雪魔王遗风在场,他大抵,是不必担忧妹妹是否平安了。
唐无乐用力地抬起手盖住了自己的脸,不愿让自己在外人的面前泄露出一丝半点异样的神情——他尝试着告诉自己,进入龟息状态的他与死无异,不会武功的妹妹没有发现也是情有可原的事情;当时候的情况如此,谁也不知道霸刀山庄是否还会卷土重来,他们急于离开也是没有办法的事情;小婉身体虚弱,或许熬不住病痛所以才被叶凡带走……
但是当他内心浮现出这样的想法时,他又笑自己多大的人了还自欺欺人,明明聪明得什么都懂,却偏偏拗着劲地犯蠢。
木舒安静地待在一边,见对方似乎一时间难以释怀的模样,只能纠结地……自己把水给喝了。
讲道理,不是她不够体贴,而是大老远取了水来对方还不喝,他不保重身体她还要小心别生病呢。昨天一场雨淋得她差点发烧,还是咬牙跟系统兑换了暖水和药物才稳住了身体的情况。
她可不想到时候两个病号蹲在这里你看看我我看看你,一个破碎的我怎么拯救一个破碎的你。
木舒慢吞吞地捧着荷叶盏走了,心想等到她盛水回来对方也差不多调整好心情了,这次问一问五哥的事情应该不会太突兀了吧?
然而等木舒再次端着水回来,却看到那病患居然坐起了身,还摆弄着那柄伞,再次吓得她差点把水给撒了。想到昨晚帮他上药时,对方那刀口狰狞的伤痕,不由得微急,喊道:“你坐起身做什么?腹部上那么长一刀刀伤,再崩开可如何是好?”

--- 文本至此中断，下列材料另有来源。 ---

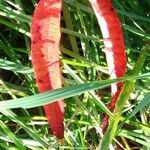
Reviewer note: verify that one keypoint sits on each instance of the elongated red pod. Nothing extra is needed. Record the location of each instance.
(114, 46)
(45, 37)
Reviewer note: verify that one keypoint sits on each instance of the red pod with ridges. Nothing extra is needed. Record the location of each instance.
(45, 38)
(114, 46)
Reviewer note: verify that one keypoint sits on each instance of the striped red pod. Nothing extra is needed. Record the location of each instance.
(114, 46)
(45, 38)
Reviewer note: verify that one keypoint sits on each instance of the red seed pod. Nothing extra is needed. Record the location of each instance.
(45, 37)
(114, 46)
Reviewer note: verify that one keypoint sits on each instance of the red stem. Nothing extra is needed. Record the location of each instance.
(114, 47)
(45, 37)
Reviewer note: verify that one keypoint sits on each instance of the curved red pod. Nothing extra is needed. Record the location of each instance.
(114, 46)
(45, 37)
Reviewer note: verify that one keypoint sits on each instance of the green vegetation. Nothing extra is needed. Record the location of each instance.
(85, 79)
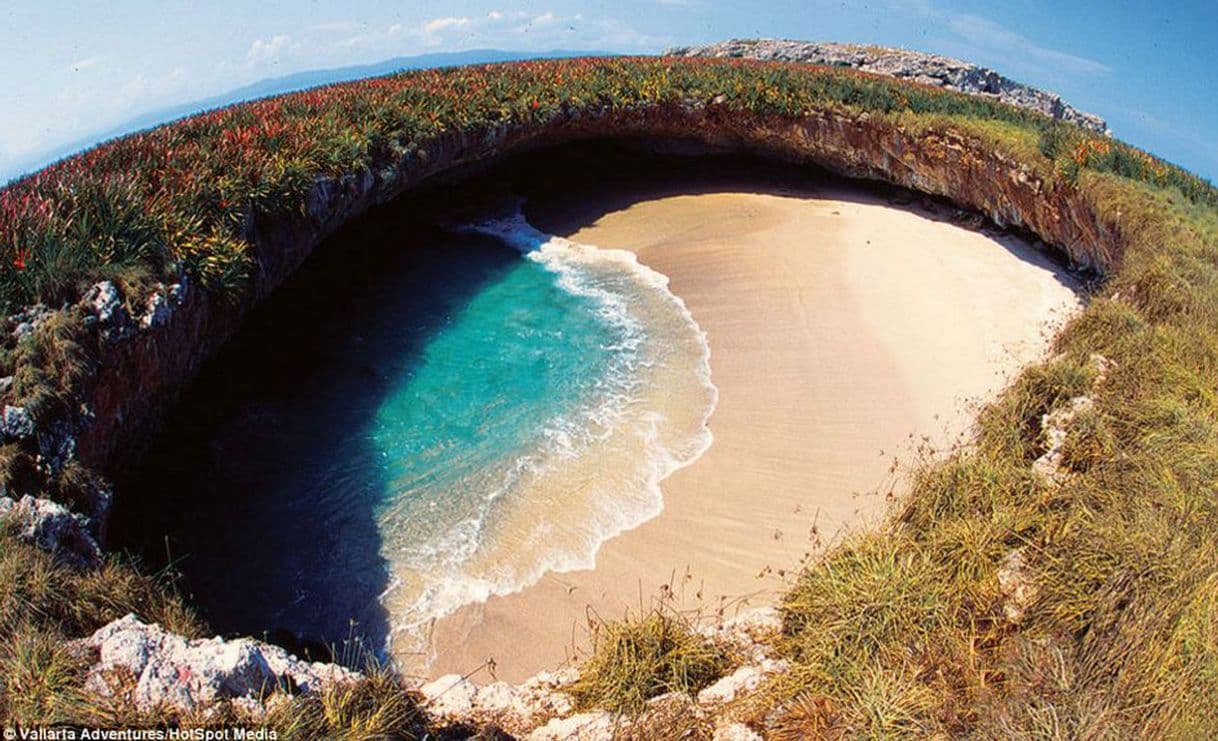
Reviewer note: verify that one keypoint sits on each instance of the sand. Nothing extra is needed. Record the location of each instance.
(844, 332)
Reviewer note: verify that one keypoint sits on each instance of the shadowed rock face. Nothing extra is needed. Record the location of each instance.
(916, 66)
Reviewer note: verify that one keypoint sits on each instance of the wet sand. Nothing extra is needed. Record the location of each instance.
(843, 333)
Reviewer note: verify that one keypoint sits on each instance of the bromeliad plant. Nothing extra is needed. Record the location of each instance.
(178, 196)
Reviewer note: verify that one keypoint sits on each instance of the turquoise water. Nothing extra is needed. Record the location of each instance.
(397, 439)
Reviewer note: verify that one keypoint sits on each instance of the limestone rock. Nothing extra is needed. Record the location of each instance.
(50, 527)
(746, 679)
(168, 670)
(1055, 429)
(920, 67)
(156, 312)
(597, 725)
(1018, 590)
(106, 306)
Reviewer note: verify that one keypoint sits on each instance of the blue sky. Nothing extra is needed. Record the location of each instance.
(72, 68)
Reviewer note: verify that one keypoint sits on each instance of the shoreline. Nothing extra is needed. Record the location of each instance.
(851, 378)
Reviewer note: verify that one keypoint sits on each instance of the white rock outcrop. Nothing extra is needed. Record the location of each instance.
(917, 66)
(52, 528)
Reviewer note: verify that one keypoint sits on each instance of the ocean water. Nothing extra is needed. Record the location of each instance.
(456, 427)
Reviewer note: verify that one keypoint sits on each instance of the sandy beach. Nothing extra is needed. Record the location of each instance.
(844, 332)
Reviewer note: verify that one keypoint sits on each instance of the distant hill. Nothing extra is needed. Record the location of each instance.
(288, 83)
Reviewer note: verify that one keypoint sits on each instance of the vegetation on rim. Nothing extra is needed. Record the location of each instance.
(898, 631)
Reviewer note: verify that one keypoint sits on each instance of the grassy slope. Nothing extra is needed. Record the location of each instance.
(898, 631)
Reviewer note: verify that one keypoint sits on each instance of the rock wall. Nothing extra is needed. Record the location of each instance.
(916, 66)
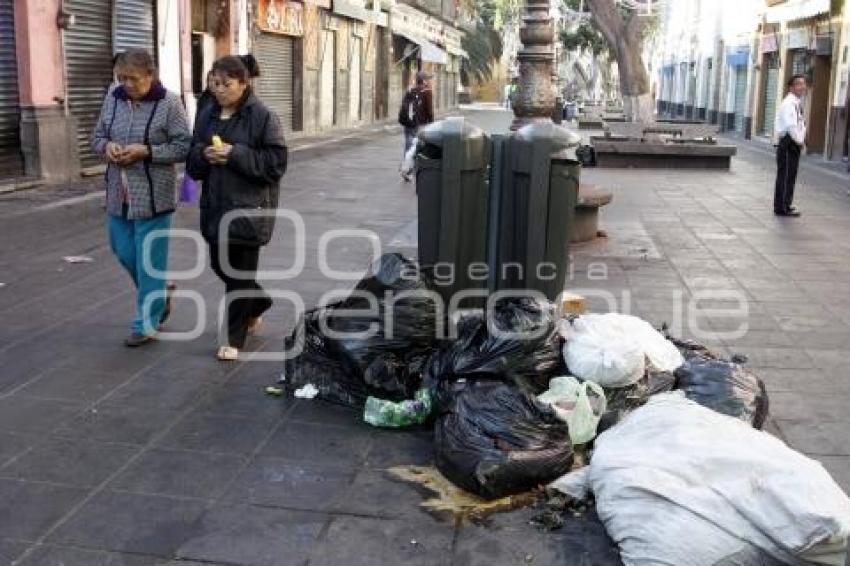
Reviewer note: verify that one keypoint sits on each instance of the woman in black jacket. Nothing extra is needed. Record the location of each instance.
(239, 153)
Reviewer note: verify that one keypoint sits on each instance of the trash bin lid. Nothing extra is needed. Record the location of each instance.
(454, 132)
(561, 137)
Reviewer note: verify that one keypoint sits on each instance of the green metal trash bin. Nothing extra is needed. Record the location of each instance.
(451, 184)
(536, 209)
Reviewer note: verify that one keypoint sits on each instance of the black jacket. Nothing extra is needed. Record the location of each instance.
(250, 180)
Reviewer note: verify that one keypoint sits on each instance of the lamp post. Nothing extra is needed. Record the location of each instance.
(535, 98)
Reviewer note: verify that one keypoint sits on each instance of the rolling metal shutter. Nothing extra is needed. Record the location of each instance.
(740, 97)
(354, 66)
(88, 56)
(769, 115)
(327, 79)
(134, 26)
(275, 55)
(11, 162)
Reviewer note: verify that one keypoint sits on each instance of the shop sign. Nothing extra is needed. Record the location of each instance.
(798, 38)
(769, 43)
(326, 4)
(357, 10)
(281, 16)
(410, 22)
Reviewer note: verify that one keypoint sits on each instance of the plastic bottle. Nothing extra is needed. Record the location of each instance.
(389, 414)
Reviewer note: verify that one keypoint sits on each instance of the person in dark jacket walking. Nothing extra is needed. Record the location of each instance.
(417, 110)
(207, 98)
(239, 154)
(142, 133)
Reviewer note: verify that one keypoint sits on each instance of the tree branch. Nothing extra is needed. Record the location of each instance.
(607, 19)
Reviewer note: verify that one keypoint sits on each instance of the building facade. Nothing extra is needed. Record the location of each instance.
(727, 62)
(325, 64)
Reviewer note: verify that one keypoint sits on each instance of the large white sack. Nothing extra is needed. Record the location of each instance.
(676, 483)
(612, 349)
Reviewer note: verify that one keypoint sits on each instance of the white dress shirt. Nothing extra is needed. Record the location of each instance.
(789, 120)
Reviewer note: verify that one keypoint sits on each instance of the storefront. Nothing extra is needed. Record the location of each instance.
(327, 74)
(276, 49)
(416, 48)
(11, 161)
(365, 83)
(770, 82)
(100, 30)
(737, 59)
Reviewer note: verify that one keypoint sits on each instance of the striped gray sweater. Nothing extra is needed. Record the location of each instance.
(158, 121)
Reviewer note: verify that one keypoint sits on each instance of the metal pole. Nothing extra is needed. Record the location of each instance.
(535, 98)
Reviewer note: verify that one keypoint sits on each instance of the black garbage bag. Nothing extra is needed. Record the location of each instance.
(725, 387)
(494, 440)
(405, 324)
(316, 364)
(379, 337)
(529, 356)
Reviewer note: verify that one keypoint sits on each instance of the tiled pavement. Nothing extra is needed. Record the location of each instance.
(163, 456)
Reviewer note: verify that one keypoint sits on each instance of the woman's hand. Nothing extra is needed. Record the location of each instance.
(114, 152)
(218, 155)
(133, 153)
(211, 155)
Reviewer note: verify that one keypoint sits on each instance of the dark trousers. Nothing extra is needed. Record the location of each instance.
(239, 312)
(787, 160)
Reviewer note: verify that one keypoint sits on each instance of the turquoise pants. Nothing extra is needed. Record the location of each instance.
(127, 237)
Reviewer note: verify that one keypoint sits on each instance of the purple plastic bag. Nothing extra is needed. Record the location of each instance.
(188, 189)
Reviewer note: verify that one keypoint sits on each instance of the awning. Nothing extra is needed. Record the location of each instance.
(427, 51)
(796, 10)
(738, 56)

唐无乐抬头看到她,似乎比她还诧异的样子,嗓音微哑道:“你还没走?”
木舒简直要叹气了,这人到底是觉得这世道有多阴暗啊?居然觉得她会丢下一个病患不管不顾。这么想着,便将手里头的荷叶盏递了过去,轻声道:“你还是喝点水吧,昨天晚上你淋了雨,伤口都泡白了,后来发了烧,我却搬不动你。”
唐无乐沉默不语,他看着手上被自己收起来的油纸伞,还有改在自己腿上的蓑衣,突然开口道:“那你呢?”
如果他没记错的话,面前这个人可是身体虚弱到讲一个稍微长一点的故事都会撑不住倒下的人啊。
木舒笑了笑,道:“后来雨停了,给你上了药,就去前面的木屋里歇了一会儿,如果你感觉还好,就先去木屋那里歇一会儿可好?”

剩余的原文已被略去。